Term limits would have the effect of creating large incentives for office holders to use the prerogatives of office to set themselves up for their future careers after their terms expire. Term-limited politicians would be even more motivated than those in the status quo to hand out favors to potential future employers and business partners.

On top of that, it would be much more difficult for for politicians to establish notoriety and carve out a base of direct public support by building reputation in office. Instead, a steady stream of relative unknowns would require support from sponsors and entrenched party organizations to win office, making back-room players much more powerful than in the status quo.
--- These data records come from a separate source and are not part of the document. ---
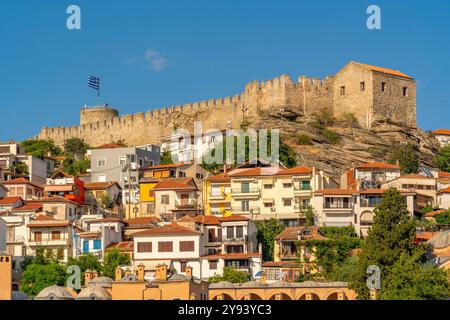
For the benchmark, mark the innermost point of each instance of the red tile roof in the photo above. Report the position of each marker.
(31, 206)
(231, 256)
(142, 221)
(174, 184)
(446, 190)
(10, 200)
(378, 165)
(124, 246)
(291, 233)
(171, 229)
(22, 181)
(296, 170)
(445, 132)
(343, 192)
(384, 70)
(100, 185)
(434, 213)
(222, 177)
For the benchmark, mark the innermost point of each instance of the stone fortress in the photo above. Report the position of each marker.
(371, 93)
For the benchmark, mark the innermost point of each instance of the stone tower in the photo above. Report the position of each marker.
(97, 114)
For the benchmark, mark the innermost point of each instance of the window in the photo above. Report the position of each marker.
(239, 232)
(230, 232)
(38, 236)
(245, 206)
(150, 208)
(97, 244)
(165, 199)
(187, 246)
(101, 162)
(213, 265)
(144, 247)
(56, 235)
(165, 246)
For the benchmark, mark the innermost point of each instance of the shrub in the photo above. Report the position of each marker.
(304, 139)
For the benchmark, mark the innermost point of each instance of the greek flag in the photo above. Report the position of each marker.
(94, 83)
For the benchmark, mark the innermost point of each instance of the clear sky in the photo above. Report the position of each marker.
(151, 53)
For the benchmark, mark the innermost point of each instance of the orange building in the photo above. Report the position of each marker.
(5, 276)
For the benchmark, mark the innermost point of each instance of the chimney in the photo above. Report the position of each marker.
(118, 274)
(161, 272)
(263, 278)
(141, 272)
(189, 272)
(87, 277)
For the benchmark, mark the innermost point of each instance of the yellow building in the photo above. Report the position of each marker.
(133, 286)
(147, 196)
(5, 276)
(217, 195)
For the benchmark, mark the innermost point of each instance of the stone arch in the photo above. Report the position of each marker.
(223, 296)
(309, 296)
(279, 295)
(250, 296)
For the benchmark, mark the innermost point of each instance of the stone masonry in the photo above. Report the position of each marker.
(369, 92)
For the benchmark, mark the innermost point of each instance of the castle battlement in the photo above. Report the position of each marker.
(340, 93)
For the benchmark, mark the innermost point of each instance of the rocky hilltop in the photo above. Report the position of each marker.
(355, 144)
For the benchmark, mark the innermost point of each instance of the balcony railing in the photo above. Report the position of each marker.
(242, 239)
(245, 192)
(253, 209)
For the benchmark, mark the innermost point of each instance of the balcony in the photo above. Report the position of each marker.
(15, 239)
(243, 239)
(249, 210)
(245, 193)
(216, 196)
(46, 242)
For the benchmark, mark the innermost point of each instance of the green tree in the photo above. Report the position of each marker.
(231, 275)
(406, 156)
(20, 168)
(409, 280)
(442, 159)
(41, 148)
(106, 202)
(166, 158)
(392, 234)
(75, 147)
(267, 231)
(112, 260)
(37, 277)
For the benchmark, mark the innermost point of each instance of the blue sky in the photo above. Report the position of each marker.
(159, 53)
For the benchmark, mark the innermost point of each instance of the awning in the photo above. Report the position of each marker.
(56, 188)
This is, again, likely to result in the exact opposite of what you intend.

> Given recent relevations re Epstein this is our best chance to reform corruption in generations.

Agreed, but that will require voters to abandon their reflexive partisan positions and accept that the institutions themselves are dysfunctional, irrespective of which people happen to be administering it at any given time. In the current cultural climate, that seems unfortunately unlikely.

SergeAx|14 days ago

I am almost sure that those two acts refer to human beings reading and listening, not to algorithms. Or at least a decent corporate lawyer will convincingly turn things that way.

mschuster91|14 days ago

> We have a branch of government called Congress

... that has been virtually useless as it has been rendered ineffective by Republican obstructionism and the unwillingness of the Democrats to counteract it, leading to the current state of Trump being able to do what he wants completely unchecked.

epolanski|14 days ago

That's a flaw of the constitution and it's revisions.

You should always assume bad actors when designing a political system.

And that's why parliamentary republics where you elect parties that form coalitions that chooses a prime minister who still has to deal with opposition and its own party support, every day, are much more resilient to authoritarianisn.

In fact there hasn't been a single parliamentary republic to turn authoritarian since Sri Lanka 50 years ago. Presidential ones? As many as you wish.

It's very stupid to elect single individuals to executive power.